By the time these words are heard or read by others, the war in Iraq may indeed be over. In this age, with the naked power of the United States military, there is no telling. It may be so. But if so, it can only be said to be an end to one war; there is little serious question but that it is the beginning of other wars.
It may be the precursor of other imperial wars, with laser-guided targets training their cold, green metallic sights on North Korea, or Iran, or Syria, or . . . ?
It may be that the adventure in Iraq has sparked other wars against other Western targets.
What is virtually certain is that this is not a war to stop other wars (remember `World War II’? Our parents and grandparents foolishly called it `The War to End All Wars’ — uh huh), but a war that will make the waging of more wars far more certain, and far less containable.
Once more, an Arab people have been humiliated by the West, under the propaganda fig leaf of “human rights.” We are assured, by the voices in the Pentagon, as well as the White House and their sycophants in the media, that this is a “War of Liberation.” Any honest student of history can cite a half dozen examples of foreign nations claiming to invade another nation for their own good, to “liberate” them.
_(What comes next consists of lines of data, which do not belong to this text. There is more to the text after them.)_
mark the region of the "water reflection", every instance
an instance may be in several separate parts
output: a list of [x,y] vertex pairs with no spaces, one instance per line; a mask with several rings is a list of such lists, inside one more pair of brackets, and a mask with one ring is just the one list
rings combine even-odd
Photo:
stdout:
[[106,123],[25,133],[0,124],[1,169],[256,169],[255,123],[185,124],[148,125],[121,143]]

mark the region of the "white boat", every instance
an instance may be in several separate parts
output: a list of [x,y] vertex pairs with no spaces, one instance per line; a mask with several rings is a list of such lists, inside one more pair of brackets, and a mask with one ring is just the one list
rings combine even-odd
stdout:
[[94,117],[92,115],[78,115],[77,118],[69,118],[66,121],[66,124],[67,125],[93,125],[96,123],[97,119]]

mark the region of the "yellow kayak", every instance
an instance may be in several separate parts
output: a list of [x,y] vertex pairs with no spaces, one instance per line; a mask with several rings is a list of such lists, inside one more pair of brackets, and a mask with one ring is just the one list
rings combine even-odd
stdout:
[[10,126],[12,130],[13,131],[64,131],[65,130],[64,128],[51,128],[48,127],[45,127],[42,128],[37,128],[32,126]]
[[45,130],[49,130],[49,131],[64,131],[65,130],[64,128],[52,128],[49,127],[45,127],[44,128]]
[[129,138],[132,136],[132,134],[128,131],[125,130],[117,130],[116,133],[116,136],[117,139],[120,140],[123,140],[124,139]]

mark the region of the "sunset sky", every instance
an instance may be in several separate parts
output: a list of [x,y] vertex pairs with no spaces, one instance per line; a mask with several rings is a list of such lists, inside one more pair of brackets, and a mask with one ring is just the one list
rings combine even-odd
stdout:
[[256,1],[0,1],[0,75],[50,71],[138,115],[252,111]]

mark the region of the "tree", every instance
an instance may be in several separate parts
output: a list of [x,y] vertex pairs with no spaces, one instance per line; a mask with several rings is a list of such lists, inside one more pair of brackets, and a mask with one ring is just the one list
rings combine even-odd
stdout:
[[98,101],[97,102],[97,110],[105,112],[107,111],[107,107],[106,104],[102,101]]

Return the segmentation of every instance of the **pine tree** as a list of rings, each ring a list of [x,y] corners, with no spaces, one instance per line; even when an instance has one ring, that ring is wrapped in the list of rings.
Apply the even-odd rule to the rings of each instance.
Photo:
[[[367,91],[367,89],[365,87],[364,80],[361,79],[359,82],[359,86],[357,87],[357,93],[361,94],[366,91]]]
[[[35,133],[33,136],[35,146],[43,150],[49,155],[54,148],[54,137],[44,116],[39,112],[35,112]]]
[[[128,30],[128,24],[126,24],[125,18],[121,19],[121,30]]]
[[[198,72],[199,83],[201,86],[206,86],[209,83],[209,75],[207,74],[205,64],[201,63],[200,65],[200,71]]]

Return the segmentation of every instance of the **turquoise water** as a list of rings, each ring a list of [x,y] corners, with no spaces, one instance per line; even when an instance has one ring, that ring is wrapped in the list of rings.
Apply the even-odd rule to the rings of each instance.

When the U.S. fought Spain for Cuba and Puerto Rico, they claimed the right to “liberate” it from Spanish cruelty. The U.S. wanted to make it into a colony in which to expand American slavery. Americans even supported an armed invasion of the island of Cuba, headed by a Cuban rebel and mercenary named Narciso Lopez, for whom they raised money and some 600 Americans (mostly Louisianans). Lopez and his supporters promised that at the time of the invasion a popular uprising would take place against the government. Lopez and his troops sailed to Cuba, and seized the town of Cardenas, burning the governor’s mansion. However, no uprising took place.
The Cubans apparently didn’t feel like being “liberated” by the American-backed Lopez, who, on the run from the Spanish Army, barely escaped. This was May 1850 (source: McPherson, James. Battle Cry of Freedom, 1988, 105).
Governments often offer up pretexts to cover the real reasons for war. Those who fight the wars, or even those who support the wars for patriotic reasons, rarely know the real reasons.
In this age of the Internet, and widening literacy, however, more and more people are able to pierce the veils of state propaganda, and therefore able to do the historical and economic research to perceive the real reasons behind the Iraqi Adventure.
The safest site in all of Iraq is most certainly the areas around the oil fields of Rumaila. What does that tell you?